Heimbach: „Können Steine reden?”: Heinz Bremens Film in der Kunstakademie

Heimbach: „Können Steine reden?”: Heinz Bremens Film in der Kunstakademie

Im Religionsunterricht machten Lehrer einst den Aufbau der Welt durch ein verständliches Schema klar: Auf der obersten Stufe der Schöpfung stand der Mensch, voller Leben, Geist und Seele. Darunter rangierten die Tiere in verschiedenen Kategorien. Es folgte die Pflanzenwelt. Auf der letzten Stufe rangierte die unbelebte Welt, die Welt der Steine.
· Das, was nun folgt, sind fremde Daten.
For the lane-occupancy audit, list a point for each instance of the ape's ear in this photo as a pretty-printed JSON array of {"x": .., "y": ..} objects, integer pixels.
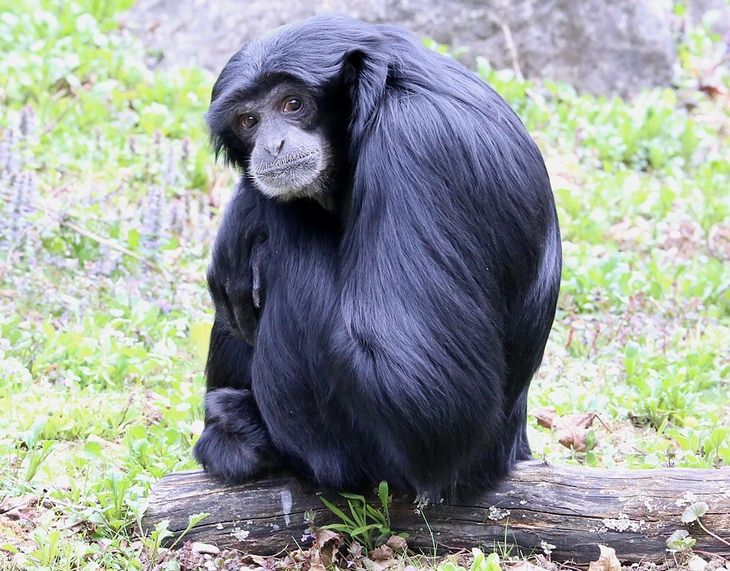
[{"x": 365, "y": 76}]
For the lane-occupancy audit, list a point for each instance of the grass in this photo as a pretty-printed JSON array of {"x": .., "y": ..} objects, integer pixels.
[{"x": 110, "y": 199}]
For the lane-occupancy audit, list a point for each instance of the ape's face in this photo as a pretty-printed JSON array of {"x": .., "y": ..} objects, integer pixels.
[{"x": 289, "y": 154}]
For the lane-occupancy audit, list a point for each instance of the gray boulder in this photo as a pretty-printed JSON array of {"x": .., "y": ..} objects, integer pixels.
[{"x": 599, "y": 46}]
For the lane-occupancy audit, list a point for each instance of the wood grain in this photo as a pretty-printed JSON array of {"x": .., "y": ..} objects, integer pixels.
[{"x": 572, "y": 508}]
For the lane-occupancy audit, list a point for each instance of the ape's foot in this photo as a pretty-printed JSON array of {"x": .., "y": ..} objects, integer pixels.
[{"x": 234, "y": 445}]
Heinz Bremens Film „Können Steine reden?” vermittelt da einen anderen Eindruck. Die Steine brauchen, so sieht es aus, nur einen Übersetzer. Heinz Bremen lässt in seinem neuen Film, den er im Palas der Kunstakademie Heimbach vorführte, die Steine sprechen. Zumindest die an Bauwerken.

So erkennt der Zuschauer in diesen bewegten Bildern die Kathedrale von Reims. Dort wurde Chlodwig getauft. Der Bezug zu unserer Region ist hergestellt. Ein anderes Beispiel findet man in der oberitalienischen Stadt Ravenna. In der San Vitale ist die byzantinische Kunst und Architektur in Vollendung anzutreffen. Karl der Große war ein großer Bewunderer dieser Kunst. Eine weitere Verbindung zur Region. Kaiser Karl ließ das berühmte Oktogon, die Pfalzkapelle Aachen errichten. So findet Filmemacher Heinz Bremen - auf den „Spuren der Schönheit” der Natur und Kultur - immer wieder Monumente, die ihn faszinieren. Die hält er in bewegten Bildern fest.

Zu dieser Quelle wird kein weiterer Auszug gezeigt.